Thursday 6 January 2011

Fishing for Lies

Inspired by my father, who worked in an aquarium in his younger days.

Mr. and Mrs. Davies, newly married, hand in hand with self-satisfied grins on their happy, pampered, full faces walked into Sam's shop. Sam liked to think it was his shop at least, he did most of the work that ever got done in that squalid, damp place.

The shop specilised in exotic fish. Beautiful floating beings that swam with lifeless eyes. Bright, inspiring and soothing colours that belonged to creatures that had long ago lost any real spark. The sour smell of treated, used water smothered every other smell in that tiny shack. Fishing rods, fishing bait, fishing everything hung about the walls and ceiling, cluttering any free space. Even the counter and till were drowning in all the rubbish that was on sale.

Sam spotted his potential customers and smiled to himself. He felt a certain sale coming his way.

'You alright mate?' Mr. Davies said, while Mrs. Davies chirped happily away in the background. Sam nodded and put on his best fake smile.

'Afternoon' he replied, eyeing the pretty, plump lady who was currently distracted by an idly swimming butterfly fish.

'Me and the missus want to buy a fish or two for our exotic aquarium,' Mr. Davies boldly announced, brandishing the word 'aquarium' with flourish. He had no idea what fish was what, but it didn't stop him trying to sound impressive. Mrs. Davies giggled behind him, cooing at some Coy flopped miserably on the floor of his watery prison.

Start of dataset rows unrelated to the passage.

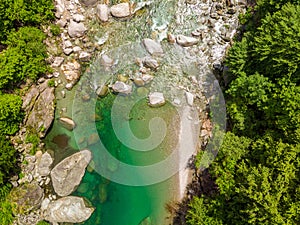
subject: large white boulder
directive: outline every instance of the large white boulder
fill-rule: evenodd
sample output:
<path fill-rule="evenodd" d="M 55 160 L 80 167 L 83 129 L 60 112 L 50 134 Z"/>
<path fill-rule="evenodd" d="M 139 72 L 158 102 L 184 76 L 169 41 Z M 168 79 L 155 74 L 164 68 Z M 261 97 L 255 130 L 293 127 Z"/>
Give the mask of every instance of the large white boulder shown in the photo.
<path fill-rule="evenodd" d="M 59 196 L 71 194 L 80 184 L 91 159 L 92 153 L 82 150 L 58 163 L 50 173 L 54 191 Z"/>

'Well, eh.. I can tell you're after something really special.' Sam made his smile broader, kept his eye on his customer and then moved from behind the counter to a tank that had all manner of foliage and shiny, colourful pebbles. 'Now this fish here,' Sam said pointing to a spot on the aquarium, 'used to be rarer than gold. They're called Carassius Suboculi,' he said grandly, 'you used to only ever see them in the wild.' Mr. Davies screwed his eyes up to stare better at the weaving underwater plants, 'but we here at 'Angle and Bait' discovered a way to make them breed in captivity.'

Mr. Davies peered closer at what Sam pointed to, Mrs. Davies merely yawned, the soothing sounds of water bubbling and flowing were making her sleepy. Sam smiled to himself as he saw Mr. Davies try very hard to see the 'Carassiues Suboculi', this was a sure sale.

'Yeah? How much are they? A packet I bet.' Mr. Davies commented, rubbing his chin at the flashes of movement he saw, these highlighted by the gloom that weaved about the place.

'I can give you a very nice price for them,' Sam informed, always the charitable sales-man, '30 quid a pop.' Mr. Davies 'Oohed' and 'Aahed'.

'I'll take two off you for twenty each' Mr. Davies finally said. Mrs Davies smiled blankly and yawned again, the fish weren't that interesting anymore.

'I'll let you take two for forty-five.' Sam pushed, and to his surprise Mr. Davies nodded and fished out his wallet. Sam smiled politely and ran the bill on the till.

'So what's these, Carasus Supoclusi? What's their common name?' Asked Mr. Davies while Sam dipped in a net into the tank, pulled it out with his hand wriggling along the handle and dipped it into a plastic bag full of water.

'Common name? Invisible Fish. Make sure you feed them plenty of specialist fish food, which you can purchase at this store, and keep the water at exactly 23 degrees, or they die.' Sam informed, all the while smiling at them. Mrs. Davies began to whine at Mr. Davies about something unintelligable, she was getting very bored.

'Alright love, we're nearly done. I'll take some of that specialist food too then mate.' Mr. Davies grandly declared, dipping into his wallet again.

Mr. and Mrs. Davies walked out hand in hand happily, a bag full of water and about £300 of extra fish food, exotic tank supplies and a guide on all things fish. Sam simply waved them out and smiled, slipping  forty-five pounds worth of crisp notes into his pockets.

1 comment:

  1. hahaha! Invisible fish - didn't we have some growing up?!